Conforme a Semuc, o Cidadania 60+ fornece fraldas geriátricas, medicamentos, materiais curativos e presta assistência médica multiprofissional, inscrições e atualizações de cadastro para o recebimento de cestas básicas e BPC. Promove ainda oficinas de pintura, crochê, dança e música. O programa é realizado em parceria com a Secretaria Municipal de Saúde e Secretaria Municipal de Desenvolvimento Social.

Ainda conforme a Semuc, em breve a secretaria irá oferecer atendimento 24h e residência para as pessoas idosas de Maceió no bairro Ponta Grossa. O espaço, que ainda está sendo preparado, contará com uma praça exclusiva para os residentes, profissionais de saúde, psicólogos e terapia ocupacional.

Idade avançada, debilitação e descaso de plano de saúde

Nos desafios do envelhecimento estão as doenças crônicas.
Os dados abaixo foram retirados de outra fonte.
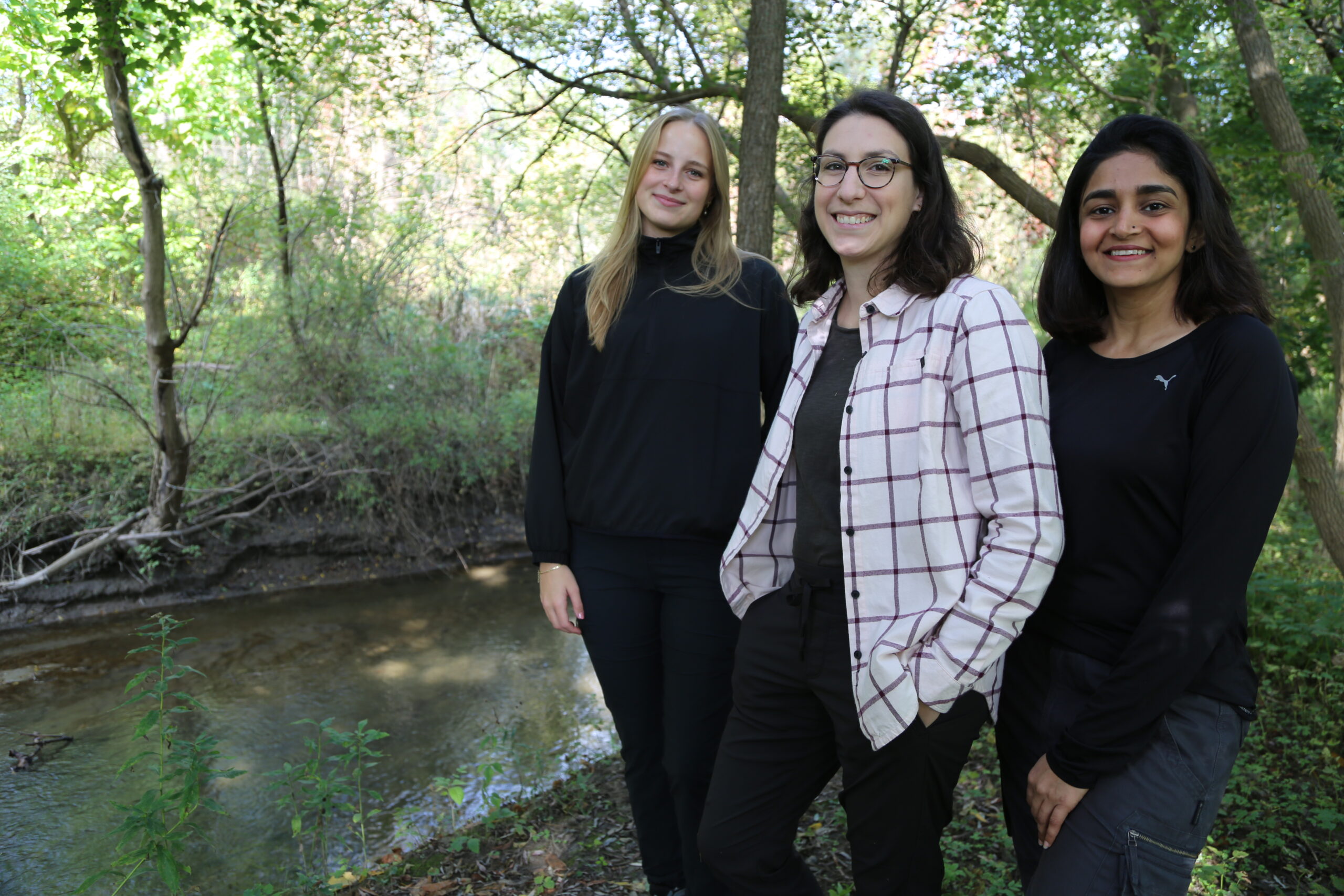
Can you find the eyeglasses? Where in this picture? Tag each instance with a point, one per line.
(874, 172)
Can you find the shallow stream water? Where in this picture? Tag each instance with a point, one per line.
(443, 666)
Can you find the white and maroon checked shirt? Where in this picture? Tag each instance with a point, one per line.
(949, 500)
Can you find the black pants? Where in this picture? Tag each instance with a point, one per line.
(1136, 832)
(660, 636)
(793, 723)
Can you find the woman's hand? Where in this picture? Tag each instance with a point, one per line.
(1052, 800)
(928, 714)
(558, 592)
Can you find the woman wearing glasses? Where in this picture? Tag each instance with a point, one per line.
(648, 424)
(901, 525)
(1174, 424)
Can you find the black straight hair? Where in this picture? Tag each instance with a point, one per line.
(1217, 279)
(934, 249)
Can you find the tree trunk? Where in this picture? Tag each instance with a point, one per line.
(1320, 477)
(1182, 105)
(174, 450)
(761, 127)
(1316, 479)
(280, 171)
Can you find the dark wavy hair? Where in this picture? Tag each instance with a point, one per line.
(934, 249)
(1217, 279)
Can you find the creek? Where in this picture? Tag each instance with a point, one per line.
(459, 671)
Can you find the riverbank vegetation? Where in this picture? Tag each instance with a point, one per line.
(1280, 830)
(316, 262)
(506, 825)
(264, 258)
E na maioria dos casos elas chegam. Entre as que mais afetam os idosos estão a Hipertensão Arterial Sistêmica (HAS), Diabetes Mellitus (DM), Osteoartrite, as doenças neurodegenerativas, como, por exemplo, as demências, a Doença de Alzheimer e a Doença de Parkinson.

Quem está enfrentando uma delas é a idosa Maria de Fátima Alves, de 70 anos, mãe do bancário Charles Henrique Alves. Ela começou a apresentar os primeiros sinais da demência frontotemporal há três anos.

A doença avança de forma progressiva, global e irreversível, afetando funções cognitivas. A memória é a mais prejudicada. Mas outros sintomas podem ser indicativos da doença, como alterações comportamentais progressivas, com mudanças de personalidade, dificuldade em falar e compreender, irritabilidade, tremores e rigidez muscular.

Os sinais iniciais são sutis, por isso o diagnóstico da demência frontotemporal é difícil e requer atenção dos familiares que convivem com o idoso, que são, geralmente, quem percebe as mudanças.

“A gente procurou um médico, procurou um outro e nenhum diagnóstico, nada. Foi aí que ela foi desenvolvendo, foi piorando. Quando meu pai faleceu houve, aí assim, uma piora tremenda da situação dela”, conta Charles.

O bancário explica que o diagnóstico veio quando o irmão dele a levou a São Paulo para uma consulta com um médico especialista, que receitou algumas medicações. “Mas não surtiu efeito. E nesse processo de piora, ela insistiu em viajar para casa da irmã, em Rondônia. A gente não queria, porque ela já estava piorando. A situação dela já estava bem complicada. E depois, quando chegou lá, era para ficar uns seis meses, mas não chegou a passar dois. Quis voltar e chorava muito”, relata Charles.

A condição se agravou tanto que dona Fátima precisou ser interditada. E nesse processo de piora, Charles reclama do atendimento do plano de saúde quando a mãe mais precisou. “Acredito que pelo plano de saúde, se ela dependesse só deles, já tiria morrido. Isso a gente percebe porque ela tem home care e, mesmo assim, o médico é meio desleixado. Sabe? O processo foi complicado, a gente achava até que o home care mandava alguém também junto para acompanhar, mas só fica um enfermeiro caso a pessoa realmente precise de medicação. E eles disseram que ela ainda não chegou nesse nível. Aí a gente termina arcando com as cuidadoras, principalmente nessa faixa de idade, que é quando eles têm naturalmente mais trabalho e despendem mais recursos financeiros”, finaliza.